梁嬷嬷顺着她的视线看过去,果然见到一个穿着破旧布衣的小孩儿,手里拿着黄色的粉色的花,神情怯怯地在那里叫卖。
梁嬷嬷瞧着她脚步没有一份想抬的迹象,知道若是自己不将这花买回来,这位主儿估计也不会乖乖回去。
她想让田兴代她下船去买,可是耳边紧接着就传来姑娘的声音,“他一个大男人,挑的我不喜欢。”闻言,梁嬷嬷只能沉着脸下了船去。
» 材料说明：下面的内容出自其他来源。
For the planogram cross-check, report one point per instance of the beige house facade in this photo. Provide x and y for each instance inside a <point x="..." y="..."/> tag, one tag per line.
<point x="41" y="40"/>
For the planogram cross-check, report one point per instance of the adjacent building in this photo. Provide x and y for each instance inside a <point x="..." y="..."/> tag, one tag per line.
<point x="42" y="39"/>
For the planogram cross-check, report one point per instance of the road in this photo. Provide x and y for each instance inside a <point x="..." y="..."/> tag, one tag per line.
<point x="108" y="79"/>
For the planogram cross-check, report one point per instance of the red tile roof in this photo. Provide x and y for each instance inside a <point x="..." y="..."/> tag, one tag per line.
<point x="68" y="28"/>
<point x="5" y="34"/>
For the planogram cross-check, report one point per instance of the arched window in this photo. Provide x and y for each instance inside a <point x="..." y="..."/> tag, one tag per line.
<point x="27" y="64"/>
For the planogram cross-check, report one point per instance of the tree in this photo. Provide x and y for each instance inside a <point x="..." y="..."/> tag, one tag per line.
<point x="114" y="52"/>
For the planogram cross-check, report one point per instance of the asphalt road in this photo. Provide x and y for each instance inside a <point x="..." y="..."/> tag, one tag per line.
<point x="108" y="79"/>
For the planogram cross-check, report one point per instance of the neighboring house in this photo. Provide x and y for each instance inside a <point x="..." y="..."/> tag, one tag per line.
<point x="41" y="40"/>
过了一会儿,梁嬷嬷手持一把鲜花上了船,曾柔看见了,才转身回了房间。
船家只是卖力气拉客的普通人,过不得风雅的生活,因此船上想找来一个花瓶也难。他过来回话时,一脸的为难。曾柔只说无事,让他去找来一个深点的竹筒就行。
竹子在这里本就是随处可见,因此找来一个竹筒并不困难,船上有许多。他找来一个规整好看的,清洗干净,才重新送了过去。
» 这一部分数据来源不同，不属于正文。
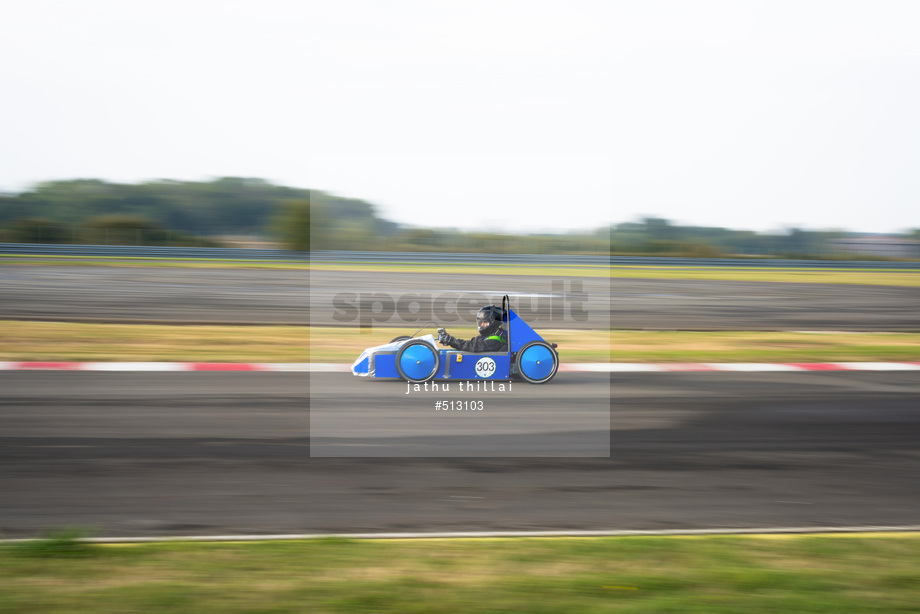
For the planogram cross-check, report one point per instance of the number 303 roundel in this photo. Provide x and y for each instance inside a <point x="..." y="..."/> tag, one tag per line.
<point x="485" y="367"/>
曾柔看了,还算满意。她这边刚放下剪刀,细致地把花插好,还没开始欣赏,就听见外面的一阵喧闹声。原来是船娘和船夫终于采买回来了。
他们之所以没有就近在码头采买,是因为码头上的东西实在不全。梁嬷嬷虽然在饮食上对曾柔管理严厉,但是只控制她的食量,并不完全苛待她的嘴巴。只要听话,每顿饭的菜色还算是丰盛的。这次出门在外就算从简,但也讲究。
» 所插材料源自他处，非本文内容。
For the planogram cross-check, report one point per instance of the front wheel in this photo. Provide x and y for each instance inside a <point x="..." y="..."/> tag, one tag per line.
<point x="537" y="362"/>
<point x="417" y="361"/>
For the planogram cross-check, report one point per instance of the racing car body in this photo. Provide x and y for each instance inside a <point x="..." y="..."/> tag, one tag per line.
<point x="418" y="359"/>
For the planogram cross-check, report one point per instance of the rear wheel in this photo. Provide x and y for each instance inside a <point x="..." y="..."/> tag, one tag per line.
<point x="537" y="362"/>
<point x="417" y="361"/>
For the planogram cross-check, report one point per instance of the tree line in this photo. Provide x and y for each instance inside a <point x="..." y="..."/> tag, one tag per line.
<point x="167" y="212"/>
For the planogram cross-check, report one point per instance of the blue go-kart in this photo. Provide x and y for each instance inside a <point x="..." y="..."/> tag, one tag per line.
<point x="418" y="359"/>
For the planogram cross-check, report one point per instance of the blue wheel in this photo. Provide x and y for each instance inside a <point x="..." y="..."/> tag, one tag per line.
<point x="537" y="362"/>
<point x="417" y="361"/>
更何况,曾柔觉得有些东西她倒是能吃得,只是一辈子过惯了富贵生活的梁嬷嬷却不一定能吃得惯。
因为船娘早上从码头上回来说买不到交待的一些食材,又说附近还有个集市,所以梁嬷嬷才吩咐她去那边买买看,只是要尽早赶回来。
这边人终于上船了,却迟迟没有开船。原来是还有一桩事,有人想要搭蹭他们的船。
在一阵混乱声中,曾柔听见了一道男声,财大气粗地说道:“可否请包船的客人搭载我们一程,此前船客的路费,我们也一力给包了。”
梁嬷嬷回答的很干脆:“不行!”
而曾柔只推开窗子往外面定定瞧了一眼,便毫不犹豫地扬声道:“既然如此,那便请上船吧!”
船内传出来的声音婉约清脆,好听极了。
站在船边同梁嬷嬷交涉的高大汉子,闻言眼睛一亮,并不理睬梁嬷嬷的黑脸,转身就高兴地冲着身后柳树下的两个人喊道:“公子,人家同意我们上船了!”